Interfering with AQP1 alleviates ferroptosis, improves mitochondrial function and energy metabolic disorder in hypoxia/reoxygenation-induced H9c2 cardiomyocytes via Wnt/β-catenin pathway

Myocardial ischemia reperfusion (I/R) injury is the main pathological manifestation of coronary artery disease closely linked with adverse cardiovascular outcomes. Aquaporin 1 (AQP1) is a water molecule that has been reported to be highly expressed during the process of myocardial I/R injury. The aim of this research was to explore the role of AQP1 in myocardial I/R injury and the relevant mechanism of action. RT-qPCR and western blotting were used to detect AQP1 expression. CCK-8 method was used to detect cell viability. JC-1 dye, MitoSox-Red staining and ATP-Red 1 probe were respectively used to detect mitochondrial membrane potential, mitochondrial ROS (mtROS) and ATP synthesis.

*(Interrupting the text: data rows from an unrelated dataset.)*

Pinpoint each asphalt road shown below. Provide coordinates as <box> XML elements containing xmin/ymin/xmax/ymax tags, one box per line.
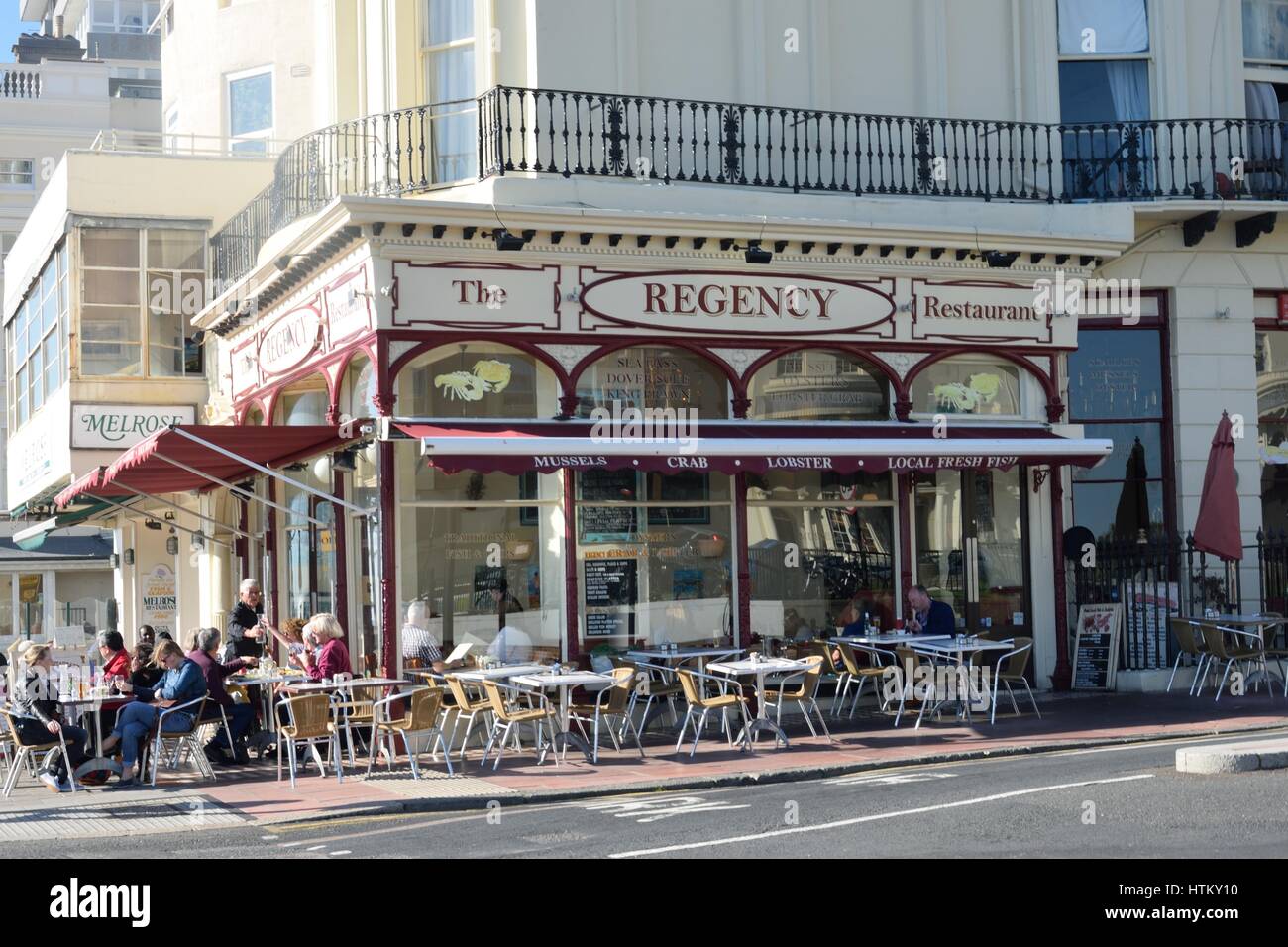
<box><xmin>10</xmin><ymin>734</ymin><xmax>1288</xmax><ymax>858</ymax></box>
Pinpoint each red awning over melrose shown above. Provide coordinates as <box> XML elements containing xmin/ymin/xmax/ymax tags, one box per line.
<box><xmin>54</xmin><ymin>424</ymin><xmax>353</xmax><ymax>507</ymax></box>
<box><xmin>395</xmin><ymin>420</ymin><xmax>1113</xmax><ymax>474</ymax></box>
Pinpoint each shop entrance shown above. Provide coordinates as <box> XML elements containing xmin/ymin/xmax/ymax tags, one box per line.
<box><xmin>913</xmin><ymin>467</ymin><xmax>1031</xmax><ymax>635</ymax></box>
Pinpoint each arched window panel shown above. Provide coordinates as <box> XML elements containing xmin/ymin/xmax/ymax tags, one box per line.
<box><xmin>912</xmin><ymin>353</ymin><xmax>1046</xmax><ymax>417</ymax></box>
<box><xmin>396</xmin><ymin>342</ymin><xmax>559</xmax><ymax>419</ymax></box>
<box><xmin>747</xmin><ymin>348</ymin><xmax>890</xmax><ymax>421</ymax></box>
<box><xmin>577</xmin><ymin>346</ymin><xmax>729</xmax><ymax>419</ymax></box>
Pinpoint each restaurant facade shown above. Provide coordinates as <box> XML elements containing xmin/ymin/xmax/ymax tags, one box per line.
<box><xmin>82</xmin><ymin>186</ymin><xmax>1127</xmax><ymax>695</ymax></box>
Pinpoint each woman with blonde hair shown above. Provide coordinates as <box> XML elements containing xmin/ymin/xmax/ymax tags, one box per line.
<box><xmin>103</xmin><ymin>639</ymin><xmax>206</xmax><ymax>786</ymax></box>
<box><xmin>13</xmin><ymin>644</ymin><xmax>89</xmax><ymax>792</ymax></box>
<box><xmin>292</xmin><ymin>612</ymin><xmax>353</xmax><ymax>681</ymax></box>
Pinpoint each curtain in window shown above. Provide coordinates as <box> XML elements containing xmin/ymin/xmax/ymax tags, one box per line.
<box><xmin>1243</xmin><ymin>0</ymin><xmax>1288</xmax><ymax>59</ymax></box>
<box><xmin>1105</xmin><ymin>60</ymin><xmax>1149</xmax><ymax>121</ymax></box>
<box><xmin>1059</xmin><ymin>0</ymin><xmax>1149</xmax><ymax>55</ymax></box>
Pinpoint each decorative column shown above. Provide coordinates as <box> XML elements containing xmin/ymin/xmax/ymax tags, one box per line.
<box><xmin>331</xmin><ymin>471</ymin><xmax>349</xmax><ymax>627</ymax></box>
<box><xmin>890</xmin><ymin>473</ymin><xmax>917</xmax><ymax>618</ymax></box>
<box><xmin>1051</xmin><ymin>468</ymin><xmax>1073</xmax><ymax>690</ymax></box>
<box><xmin>567</xmin><ymin>468</ymin><xmax>581</xmax><ymax>663</ymax></box>
<box><xmin>736</xmin><ymin>473</ymin><xmax>751</xmax><ymax>647</ymax></box>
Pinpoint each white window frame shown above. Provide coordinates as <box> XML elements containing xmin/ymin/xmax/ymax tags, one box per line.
<box><xmin>224</xmin><ymin>63</ymin><xmax>277</xmax><ymax>155</ymax></box>
<box><xmin>1051</xmin><ymin>0</ymin><xmax>1159</xmax><ymax>123</ymax></box>
<box><xmin>0</xmin><ymin>158</ymin><xmax>36</xmax><ymax>191</ymax></box>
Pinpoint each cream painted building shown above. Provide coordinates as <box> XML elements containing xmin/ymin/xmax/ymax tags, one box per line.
<box><xmin>15</xmin><ymin>0</ymin><xmax>1288</xmax><ymax>688</ymax></box>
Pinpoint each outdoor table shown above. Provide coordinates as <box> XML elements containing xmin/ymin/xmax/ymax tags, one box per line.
<box><xmin>711</xmin><ymin>657</ymin><xmax>810</xmax><ymax>747</ymax></box>
<box><xmin>448</xmin><ymin>664</ymin><xmax>550</xmax><ymax>684</ymax></box>
<box><xmin>828</xmin><ymin>631</ymin><xmax>952</xmax><ymax>646</ymax></box>
<box><xmin>224</xmin><ymin>672</ymin><xmax>304</xmax><ymax>759</ymax></box>
<box><xmin>511</xmin><ymin>672</ymin><xmax>613</xmax><ymax>763</ymax></box>
<box><xmin>58</xmin><ymin>694</ymin><xmax>134</xmax><ymax>779</ymax></box>
<box><xmin>906</xmin><ymin>635</ymin><xmax>1015</xmax><ymax>729</ymax></box>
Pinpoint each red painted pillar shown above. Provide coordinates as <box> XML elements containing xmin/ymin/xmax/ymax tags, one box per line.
<box><xmin>567</xmin><ymin>468</ymin><xmax>581</xmax><ymax>664</ymax></box>
<box><xmin>892</xmin><ymin>474</ymin><xmax>914</xmax><ymax>618</ymax></box>
<box><xmin>736</xmin><ymin>474</ymin><xmax>751</xmax><ymax>647</ymax></box>
<box><xmin>331</xmin><ymin>471</ymin><xmax>349</xmax><ymax>636</ymax></box>
<box><xmin>1051</xmin><ymin>467</ymin><xmax>1073</xmax><ymax>690</ymax></box>
<box><xmin>377</xmin><ymin>441</ymin><xmax>398</xmax><ymax>677</ymax></box>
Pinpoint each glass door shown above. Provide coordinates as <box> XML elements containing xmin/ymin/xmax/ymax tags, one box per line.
<box><xmin>913</xmin><ymin>468</ymin><xmax>1030</xmax><ymax>635</ymax></box>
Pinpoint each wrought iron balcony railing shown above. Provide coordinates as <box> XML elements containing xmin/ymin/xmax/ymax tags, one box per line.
<box><xmin>211</xmin><ymin>86</ymin><xmax>1288</xmax><ymax>282</ymax></box>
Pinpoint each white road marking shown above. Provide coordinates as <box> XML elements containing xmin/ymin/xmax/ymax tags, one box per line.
<box><xmin>823</xmin><ymin>772</ymin><xmax>957</xmax><ymax>786</ymax></box>
<box><xmin>584</xmin><ymin>796</ymin><xmax>751</xmax><ymax>824</ymax></box>
<box><xmin>608</xmin><ymin>773</ymin><xmax>1154</xmax><ymax>858</ymax></box>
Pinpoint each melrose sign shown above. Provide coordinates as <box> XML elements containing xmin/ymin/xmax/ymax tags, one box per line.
<box><xmin>72</xmin><ymin>404</ymin><xmax>197</xmax><ymax>450</ymax></box>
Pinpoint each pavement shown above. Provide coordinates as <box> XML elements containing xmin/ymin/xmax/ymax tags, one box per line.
<box><xmin>0</xmin><ymin>693</ymin><xmax>1288</xmax><ymax>852</ymax></box>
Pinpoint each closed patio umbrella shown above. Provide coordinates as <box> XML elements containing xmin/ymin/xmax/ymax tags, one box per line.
<box><xmin>1194</xmin><ymin>411</ymin><xmax>1243</xmax><ymax>561</ymax></box>
<box><xmin>1115</xmin><ymin>437</ymin><xmax>1149</xmax><ymax>543</ymax></box>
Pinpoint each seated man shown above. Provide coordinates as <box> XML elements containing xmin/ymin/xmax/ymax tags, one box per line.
<box><xmin>486</xmin><ymin>625</ymin><xmax>532</xmax><ymax>664</ymax></box>
<box><xmin>188</xmin><ymin>627</ymin><xmax>259</xmax><ymax>763</ymax></box>
<box><xmin>907</xmin><ymin>585</ymin><xmax>957</xmax><ymax>637</ymax></box>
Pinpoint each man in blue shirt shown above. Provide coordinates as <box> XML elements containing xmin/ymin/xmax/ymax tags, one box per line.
<box><xmin>907</xmin><ymin>585</ymin><xmax>957</xmax><ymax>637</ymax></box>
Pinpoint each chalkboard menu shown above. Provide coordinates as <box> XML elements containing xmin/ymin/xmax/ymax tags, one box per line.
<box><xmin>1073</xmin><ymin>604</ymin><xmax>1122</xmax><ymax>690</ymax></box>
<box><xmin>577</xmin><ymin>506</ymin><xmax>639</xmax><ymax>543</ymax></box>
<box><xmin>583</xmin><ymin>558</ymin><xmax>639</xmax><ymax>608</ymax></box>
<box><xmin>587</xmin><ymin>612</ymin><xmax>635</xmax><ymax>638</ymax></box>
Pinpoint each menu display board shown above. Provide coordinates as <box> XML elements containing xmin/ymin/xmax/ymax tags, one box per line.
<box><xmin>583</xmin><ymin>558</ymin><xmax>639</xmax><ymax>608</ymax></box>
<box><xmin>1073</xmin><ymin>604</ymin><xmax>1124</xmax><ymax>690</ymax></box>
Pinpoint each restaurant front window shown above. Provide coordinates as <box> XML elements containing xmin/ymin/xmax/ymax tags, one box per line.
<box><xmin>1257</xmin><ymin>330</ymin><xmax>1288</xmax><ymax>532</ymax></box>
<box><xmin>396</xmin><ymin>461</ymin><xmax>563</xmax><ymax>668</ymax></box>
<box><xmin>1068</xmin><ymin>327</ymin><xmax>1168</xmax><ymax>541</ymax></box>
<box><xmin>747</xmin><ymin>472</ymin><xmax>898</xmax><ymax>649</ymax></box>
<box><xmin>577</xmin><ymin>346</ymin><xmax>729</xmax><ymax>417</ymax></box>
<box><xmin>576</xmin><ymin>471</ymin><xmax>734</xmax><ymax>653</ymax></box>
<box><xmin>747</xmin><ymin>349</ymin><xmax>890</xmax><ymax>421</ymax></box>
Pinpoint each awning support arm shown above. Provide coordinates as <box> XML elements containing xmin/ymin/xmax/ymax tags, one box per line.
<box><xmin>115</xmin><ymin>476</ymin><xmax>252</xmax><ymax>540</ymax></box>
<box><xmin>82</xmin><ymin>493</ymin><xmax>232</xmax><ymax>549</ymax></box>
<box><xmin>152</xmin><ymin>453</ymin><xmax>329</xmax><ymax>528</ymax></box>
<box><xmin>163</xmin><ymin>424</ymin><xmax>370</xmax><ymax>515</ymax></box>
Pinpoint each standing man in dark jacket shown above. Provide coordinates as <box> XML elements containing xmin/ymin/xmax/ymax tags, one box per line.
<box><xmin>224</xmin><ymin>579</ymin><xmax>265</xmax><ymax>661</ymax></box>
<box><xmin>188</xmin><ymin>627</ymin><xmax>259</xmax><ymax>763</ymax></box>
<box><xmin>13</xmin><ymin>644</ymin><xmax>89</xmax><ymax>792</ymax></box>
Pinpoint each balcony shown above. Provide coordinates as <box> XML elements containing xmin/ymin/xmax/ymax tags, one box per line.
<box><xmin>211</xmin><ymin>86</ymin><xmax>1288</xmax><ymax>286</ymax></box>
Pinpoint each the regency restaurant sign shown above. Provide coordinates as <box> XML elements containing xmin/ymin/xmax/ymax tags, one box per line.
<box><xmin>72</xmin><ymin>403</ymin><xmax>197</xmax><ymax>450</ymax></box>
<box><xmin>581</xmin><ymin>268</ymin><xmax>894</xmax><ymax>335</ymax></box>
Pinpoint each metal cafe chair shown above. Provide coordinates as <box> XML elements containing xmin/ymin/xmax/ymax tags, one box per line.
<box><xmin>0</xmin><ymin>704</ymin><xmax>76</xmax><ymax>798</ymax></box>
<box><xmin>675</xmin><ymin>668</ymin><xmax>751</xmax><ymax>758</ymax></box>
<box><xmin>277</xmin><ymin>693</ymin><xmax>344</xmax><ymax>789</ymax></box>
<box><xmin>988</xmin><ymin>638</ymin><xmax>1042</xmax><ymax>723</ymax></box>
<box><xmin>568</xmin><ymin>666</ymin><xmax>644</xmax><ymax>763</ymax></box>
<box><xmin>368</xmin><ymin>686</ymin><xmax>454</xmax><ymax>780</ymax></box>
<box><xmin>765</xmin><ymin>655</ymin><xmax>832</xmax><ymax>742</ymax></box>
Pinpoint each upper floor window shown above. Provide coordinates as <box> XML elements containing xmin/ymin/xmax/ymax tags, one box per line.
<box><xmin>90</xmin><ymin>0</ymin><xmax>161</xmax><ymax>34</ymax></box>
<box><xmin>1057</xmin><ymin>0</ymin><xmax>1155</xmax><ymax>200</ymax></box>
<box><xmin>422</xmin><ymin>0</ymin><xmax>478</xmax><ymax>181</ymax></box>
<box><xmin>228</xmin><ymin>68</ymin><xmax>273</xmax><ymax>152</ymax></box>
<box><xmin>5</xmin><ymin>244</ymin><xmax>68</xmax><ymax>428</ymax></box>
<box><xmin>80</xmin><ymin>227</ymin><xmax>206</xmax><ymax>377</ymax></box>
<box><xmin>1243</xmin><ymin>0</ymin><xmax>1288</xmax><ymax>65</ymax></box>
<box><xmin>0</xmin><ymin>158</ymin><xmax>36</xmax><ymax>187</ymax></box>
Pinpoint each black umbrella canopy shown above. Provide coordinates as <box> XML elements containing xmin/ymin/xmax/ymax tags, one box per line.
<box><xmin>1115</xmin><ymin>437</ymin><xmax>1149</xmax><ymax>541</ymax></box>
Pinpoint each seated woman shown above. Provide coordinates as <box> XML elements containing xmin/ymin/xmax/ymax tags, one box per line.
<box><xmin>291</xmin><ymin>612</ymin><xmax>353</xmax><ymax>681</ymax></box>
<box><xmin>130</xmin><ymin>642</ymin><xmax>164</xmax><ymax>688</ymax></box>
<box><xmin>103</xmin><ymin>639</ymin><xmax>206</xmax><ymax>786</ymax></box>
<box><xmin>13</xmin><ymin>644</ymin><xmax>89</xmax><ymax>792</ymax></box>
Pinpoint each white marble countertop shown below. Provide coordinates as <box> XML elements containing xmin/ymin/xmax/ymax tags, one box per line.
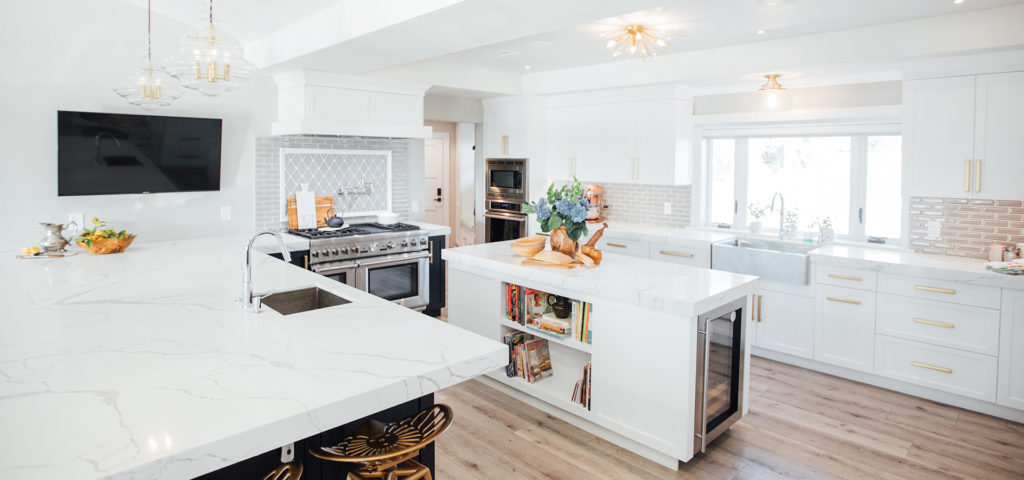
<box><xmin>441</xmin><ymin>242</ymin><xmax>759</xmax><ymax>316</ymax></box>
<box><xmin>810</xmin><ymin>244</ymin><xmax>1024</xmax><ymax>290</ymax></box>
<box><xmin>0</xmin><ymin>236</ymin><xmax>507</xmax><ymax>479</ymax></box>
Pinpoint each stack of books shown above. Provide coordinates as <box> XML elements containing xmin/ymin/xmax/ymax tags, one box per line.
<box><xmin>505</xmin><ymin>332</ymin><xmax>554</xmax><ymax>383</ymax></box>
<box><xmin>572</xmin><ymin>363</ymin><xmax>590</xmax><ymax>410</ymax></box>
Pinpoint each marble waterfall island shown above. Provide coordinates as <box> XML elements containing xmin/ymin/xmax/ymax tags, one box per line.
<box><xmin>442</xmin><ymin>242</ymin><xmax>759</xmax><ymax>469</ymax></box>
<box><xmin>0</xmin><ymin>236</ymin><xmax>508</xmax><ymax>479</ymax></box>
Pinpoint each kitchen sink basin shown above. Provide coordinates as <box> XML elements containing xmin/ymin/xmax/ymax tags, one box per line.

C11-BODIPY 581/591 probe and FerroOrange probe were respectively used to measure lipid reactive oxygen species (ROS) and Fe(²⁺). Seahorse XFe96 Analyser was used to detect oxygen consumption rate (OCR). Assay kits were used to estimate mitochondrial permeability transition pore (mPTP) opening, total iron and lipid peroxidation levels. Western blotting was used to detect the expression of ferroptosis, energy metabolism and Wnt/β-catenin pathway-related proteins. AQP1 expression was elevated in hypoxia/reoxygenation (H/R)-exposed H9c2 cells. Deficient AQP1 promoted the viability, ameliorated mitochondrial dysfunction, ferroptosis and energy metabolism disorder in H/R-injured H9c2 cells. Further, AQP1 deletion might activate Wnt/β-catenin pathway and XAV939, an inhibitor of Wnt signaling pathway could partially revert the influences of AQP1 knockdown on the viability, mitochondrial function, ferroptosis and energy metabolism in H/R-treated H9c2 cells. To be concluded, AQP1 interference might protect against H/R-induced mitochondrial dysfunction, ferroptosis and energy metabolism disorder in H9c2 cells via modulating Wnt/β-catenin pathway.